From Basten JA’s analysis we distil the following points:
- How a cause of action is formulated is not significant. However, the relief claimed by a plaintiff must include an order for the payment of damages and those damages must involve compensation for economic loss or damage to property ;
- The question then is whether the plaintiff’s claim for economic loss arose out of “a failure to take reasonable care.” The pleaded cause of action must have a failure to take reasonable care as an essential element. Alternatively, it will be sufficient that the defendant’s conduct was found by the Court, in fact, to have involved a failure to take reasonable care ;
- A “failure to take reasonable care” may be contrasted to strict liability and intentional misconduct. Such liability does not require a failure to take reasonable care, unlike negligence which is always expressed in terms of a duty to take reasonable care ; and
- Basten JA, in referring to ‘strict liability’, noted the ‘strenuous debate’ in the literature as to whether authorities have correctly determined the application of Part 4 of the Act to claims involving strict liability which also involve a ‘failure to take reasonable care’. If liability was not apportioned, then, it has been hypothesised that defendants will be driven to plead their own negligence. This could lead to completely anomalous results .
Basten JA considered that the basis of Felicity’s liability was not a failure to take reasonable care. Instead, her liability arose because she received property with knowledge of the circumstances in which it was conveyed and which told of impropriety. A failure to enquire as to the circumstances of the transaction (a feature of a failure to take reasonable care) was not an element of the Appellant’s liability. Accordingly, Felicity was not entitled to rely on the proportionate liability regime to apportion the damages awarded between herself, her husband and her father. All three defendants remained jointly and severally liable.
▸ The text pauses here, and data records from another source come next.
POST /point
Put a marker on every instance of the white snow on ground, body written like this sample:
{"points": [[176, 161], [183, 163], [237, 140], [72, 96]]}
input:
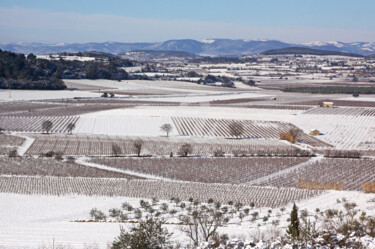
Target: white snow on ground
{"points": [[84, 161], [342, 131], [285, 171], [204, 112], [146, 120], [122, 125], [32, 221], [360, 98], [26, 145], [204, 97], [29, 221], [41, 95], [152, 85]]}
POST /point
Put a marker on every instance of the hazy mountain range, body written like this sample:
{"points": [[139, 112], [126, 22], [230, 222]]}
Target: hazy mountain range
{"points": [[210, 47]]}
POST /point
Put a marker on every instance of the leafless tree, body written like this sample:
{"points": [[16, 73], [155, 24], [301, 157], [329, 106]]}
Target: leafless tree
{"points": [[185, 149], [138, 146], [116, 149], [202, 223], [13, 153], [167, 128], [70, 127], [236, 129], [47, 126]]}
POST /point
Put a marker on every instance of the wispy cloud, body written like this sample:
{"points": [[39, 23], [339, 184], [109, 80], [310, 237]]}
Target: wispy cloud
{"points": [[26, 25]]}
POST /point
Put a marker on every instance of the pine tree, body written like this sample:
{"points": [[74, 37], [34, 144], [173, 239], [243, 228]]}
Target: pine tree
{"points": [[293, 228]]}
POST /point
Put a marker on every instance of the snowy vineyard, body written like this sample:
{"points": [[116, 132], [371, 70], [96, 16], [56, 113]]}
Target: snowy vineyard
{"points": [[350, 111], [342, 131], [102, 145], [34, 124], [206, 127], [28, 166], [260, 196], [7, 143], [207, 170], [353, 173]]}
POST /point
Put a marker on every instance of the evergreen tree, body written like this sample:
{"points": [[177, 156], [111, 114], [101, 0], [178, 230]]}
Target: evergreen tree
{"points": [[293, 228]]}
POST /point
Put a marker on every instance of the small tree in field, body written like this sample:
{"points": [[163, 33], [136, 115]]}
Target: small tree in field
{"points": [[185, 149], [167, 128], [116, 150], [70, 127], [138, 146], [13, 153], [47, 126], [236, 129], [147, 234], [293, 228]]}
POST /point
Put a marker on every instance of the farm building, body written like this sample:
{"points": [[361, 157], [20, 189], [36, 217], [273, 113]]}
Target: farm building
{"points": [[314, 132], [327, 105]]}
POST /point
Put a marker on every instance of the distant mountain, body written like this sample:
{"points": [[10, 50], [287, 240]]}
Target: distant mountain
{"points": [[209, 47], [149, 55], [310, 51]]}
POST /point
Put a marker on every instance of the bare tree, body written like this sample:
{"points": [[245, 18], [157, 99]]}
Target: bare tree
{"points": [[185, 149], [167, 128], [70, 127], [116, 149], [236, 129], [138, 146], [202, 223], [47, 126], [13, 153]]}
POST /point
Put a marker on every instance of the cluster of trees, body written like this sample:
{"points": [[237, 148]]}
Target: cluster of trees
{"points": [[342, 154], [226, 82], [18, 71], [290, 136], [331, 228], [332, 90], [47, 127]]}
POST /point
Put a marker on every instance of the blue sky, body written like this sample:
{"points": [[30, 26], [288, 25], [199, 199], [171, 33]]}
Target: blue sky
{"points": [[158, 20]]}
To similar effect were comments by Sackville AJA in relation to section 34A of the Act which excludes, from operation of the Act, the actions of “concurrent wrongdoers” which are “intended to cause harm” or are “fraudulent” which actions necessarily entail that they are deliberate.
While the Court of Appeal’s comments are obiter, the Court has clearly signalled that Part 4 of the Act does not apply to cases involving a knowing breach of a fiduciary duty. Before seeking to rely on Part 4 of the Act in order to apportion any damages award, insurers will need to be comfortable that the plaintiff’s claim arises out of a failure to take reasonable care.